As the patient's condition continued to deteriorate, new complications emerged, prompting a reassessment of her clinical status. Over the next 12 hours, her respiratory distress intensified, and she developed tachycardia, with a heart rate climbing to 128 beats per minute. Her blood pressure also showed signs of instability, fluctuating between 90/60 mmHg and 110/70 mmHg, indicating potential hemodynamic compromise. Despite high-flow oxygen therapy, her oxygen saturation remained critically low, around 85%. This hemodynamic instability raised concerns about the potential onset of septic shock, possibly due to an underlying resistant infection or inadequate antibiotic coverage.

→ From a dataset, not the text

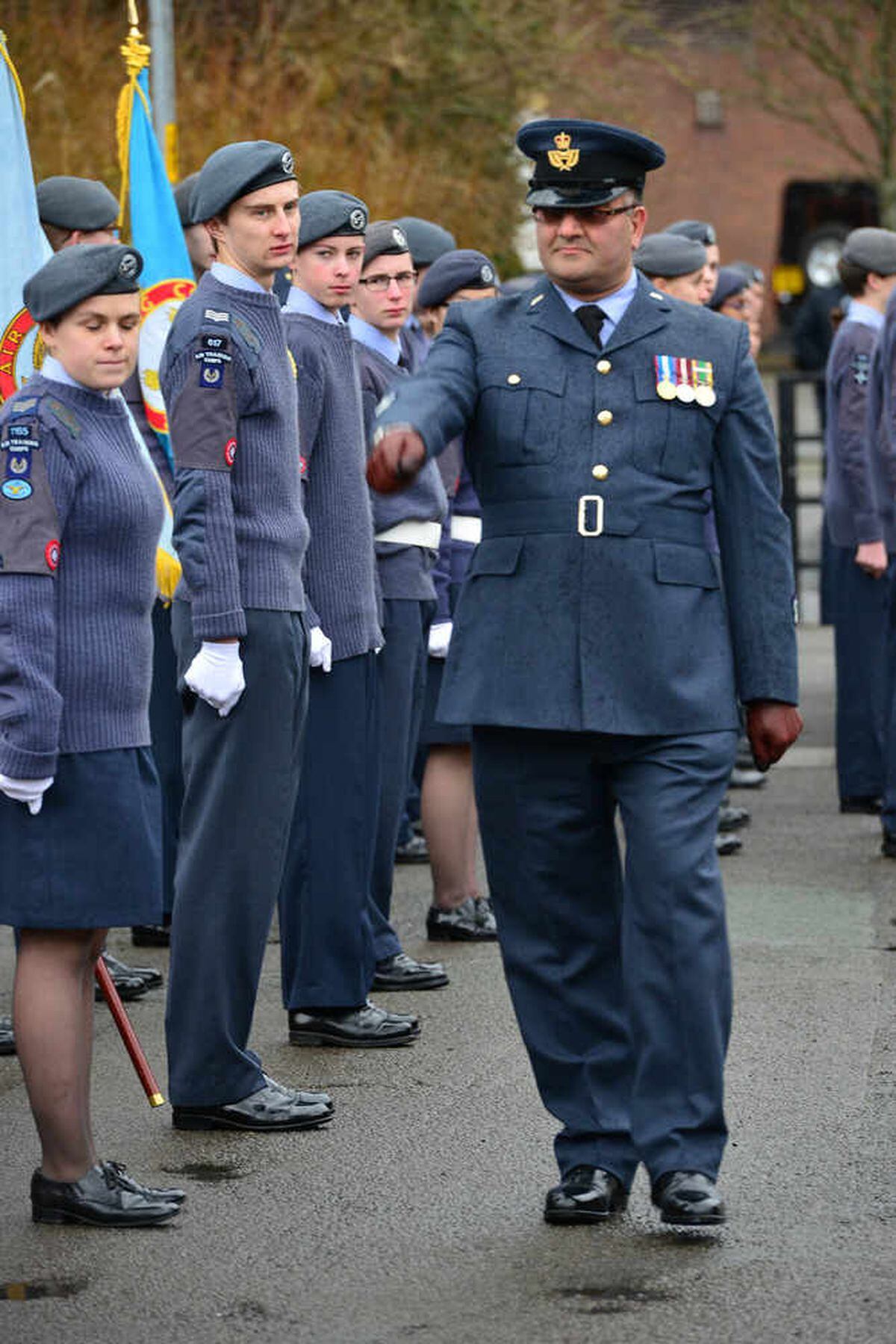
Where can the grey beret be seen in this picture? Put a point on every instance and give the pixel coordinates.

Further laboratory tests revealed a significant increase in her white blood cell count, rising to 18,000/mm³, alongside elevated levels of procalcitonin and C-reactive protein, both suggestive of a heightened inflammatory response. Additionally, her renal function began to decline, with a serum creatinine level of 2.1 mg/dL, indicating possible acute kidney injury, likely secondary to hypoperfusion or the nephrotoxic effects of medication. These findings necessitated a careful review of her fluid balance and renal function to prevent further complications.

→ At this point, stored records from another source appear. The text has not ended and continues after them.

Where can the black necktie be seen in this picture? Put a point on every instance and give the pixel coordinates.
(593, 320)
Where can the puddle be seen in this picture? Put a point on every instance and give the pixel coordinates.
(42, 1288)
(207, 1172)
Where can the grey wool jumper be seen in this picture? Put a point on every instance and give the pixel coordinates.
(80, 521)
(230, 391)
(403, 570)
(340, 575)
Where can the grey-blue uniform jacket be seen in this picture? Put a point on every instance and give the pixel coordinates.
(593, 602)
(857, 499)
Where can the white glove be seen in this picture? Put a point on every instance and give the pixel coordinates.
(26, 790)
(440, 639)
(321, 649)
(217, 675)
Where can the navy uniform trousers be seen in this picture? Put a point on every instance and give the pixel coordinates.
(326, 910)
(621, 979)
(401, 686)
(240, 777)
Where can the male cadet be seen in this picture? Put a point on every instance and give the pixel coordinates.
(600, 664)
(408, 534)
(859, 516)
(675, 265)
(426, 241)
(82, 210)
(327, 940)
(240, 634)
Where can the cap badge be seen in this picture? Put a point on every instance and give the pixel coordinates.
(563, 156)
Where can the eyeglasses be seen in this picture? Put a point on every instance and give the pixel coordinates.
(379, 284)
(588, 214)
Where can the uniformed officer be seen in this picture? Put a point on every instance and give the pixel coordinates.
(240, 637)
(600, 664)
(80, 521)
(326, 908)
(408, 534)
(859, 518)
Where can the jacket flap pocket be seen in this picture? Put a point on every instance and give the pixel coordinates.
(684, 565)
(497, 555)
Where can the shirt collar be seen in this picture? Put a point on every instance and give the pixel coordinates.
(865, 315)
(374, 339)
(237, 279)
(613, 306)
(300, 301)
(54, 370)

In response to these developments, the healthcare team initiated broad-spectrum antibiotic therapy, guided by the latest blood culture results, which identified a gram-negative organism resistant to the initial treatment. Concurrently, they began fluid resuscitation to address her hemodynamic instability. The multidisciplinary team also engaged in rigorous monitoring of her renal parameters and adjusted her medication regimen accordingly to mitigate the risk of further renal impairment. These interventions aimed to stabilize her condition while maintaining an open dialogue with her family to ensure that her treatment aligned with her wishes and overall goals of care.